An Algerian-born pilot wrongly jailed in Britain on accusations that he trained the Sept. 11 hijackers lost a legal bid for compensation Thursday at London’s High Court.
/ Source: The Associated Press

An Algerian-born pilot wrongly jailed in Britain on accusations that he trained the Sept. 11 hijackers lost a legal bid for compensation Thursday at London’s High Court.

Two judges ruled that the government was entitled to exclude Lotfi Raissi from its compensation policy for victims of miscarriages of justice because he had been held on a U.S. extradition warrant.

The judges said the legal proceedings did not fall “in the domestic criminal process.”

Raissi, 33, was arrested near London’s Heathrow Airport shortly after the 2001 attacks after being indicted by a federal grand jury in Arizona. U.S. prosecutors claimed he offered pilot training to the hijackers.

The United States had sought to extradite Raissi on charges of falsifying applications for a pilot’s license — he allegedly failed to disclose a knee operation — and other documents.

No evidence
But a British judge refused to extradite Raissi to face trial and released him after almost five months in custody, claiming there was no evidence to link him with terrorism.

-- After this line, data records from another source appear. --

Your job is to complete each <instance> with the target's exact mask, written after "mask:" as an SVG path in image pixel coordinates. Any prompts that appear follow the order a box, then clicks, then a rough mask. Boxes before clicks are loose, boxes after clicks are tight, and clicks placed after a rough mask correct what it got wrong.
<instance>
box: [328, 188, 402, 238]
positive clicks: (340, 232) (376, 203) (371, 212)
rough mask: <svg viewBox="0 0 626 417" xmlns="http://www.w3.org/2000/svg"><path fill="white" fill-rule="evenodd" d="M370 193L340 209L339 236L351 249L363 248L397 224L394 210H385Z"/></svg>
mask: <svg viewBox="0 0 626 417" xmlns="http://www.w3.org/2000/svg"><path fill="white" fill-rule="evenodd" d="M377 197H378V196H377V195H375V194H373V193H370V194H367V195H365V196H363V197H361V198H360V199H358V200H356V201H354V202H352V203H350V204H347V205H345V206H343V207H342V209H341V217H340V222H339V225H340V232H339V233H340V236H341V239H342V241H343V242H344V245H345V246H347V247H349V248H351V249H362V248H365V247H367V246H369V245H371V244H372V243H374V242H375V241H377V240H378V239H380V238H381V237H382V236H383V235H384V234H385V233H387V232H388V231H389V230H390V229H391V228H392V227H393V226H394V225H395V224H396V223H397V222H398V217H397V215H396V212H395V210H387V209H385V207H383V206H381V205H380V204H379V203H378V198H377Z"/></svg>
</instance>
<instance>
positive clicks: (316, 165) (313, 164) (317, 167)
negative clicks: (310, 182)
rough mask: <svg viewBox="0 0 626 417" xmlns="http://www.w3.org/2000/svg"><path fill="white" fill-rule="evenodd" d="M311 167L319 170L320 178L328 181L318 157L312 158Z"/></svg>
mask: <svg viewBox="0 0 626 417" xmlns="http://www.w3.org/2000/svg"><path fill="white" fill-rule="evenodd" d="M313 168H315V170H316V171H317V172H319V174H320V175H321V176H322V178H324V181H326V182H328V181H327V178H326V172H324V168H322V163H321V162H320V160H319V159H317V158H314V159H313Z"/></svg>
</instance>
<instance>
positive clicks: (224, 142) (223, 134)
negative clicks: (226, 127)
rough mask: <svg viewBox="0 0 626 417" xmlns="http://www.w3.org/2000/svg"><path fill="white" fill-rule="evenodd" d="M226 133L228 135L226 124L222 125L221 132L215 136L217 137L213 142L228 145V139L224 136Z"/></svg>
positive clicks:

Raissi has claimed the ordeal ruined his life, damaged his reputation and caused lasting psychological damage.

In 2005, the British government told Raissi he was not eligible for compensation, saying its compensation policy did not apply in extradition cases. Government lawyers said Raissi could not claim his case was exceptional because he had never been completely exonerated of the charges and might still be arrested if he went to the United States.

Last year, an appeal hearing granted him the right to challenge that decision.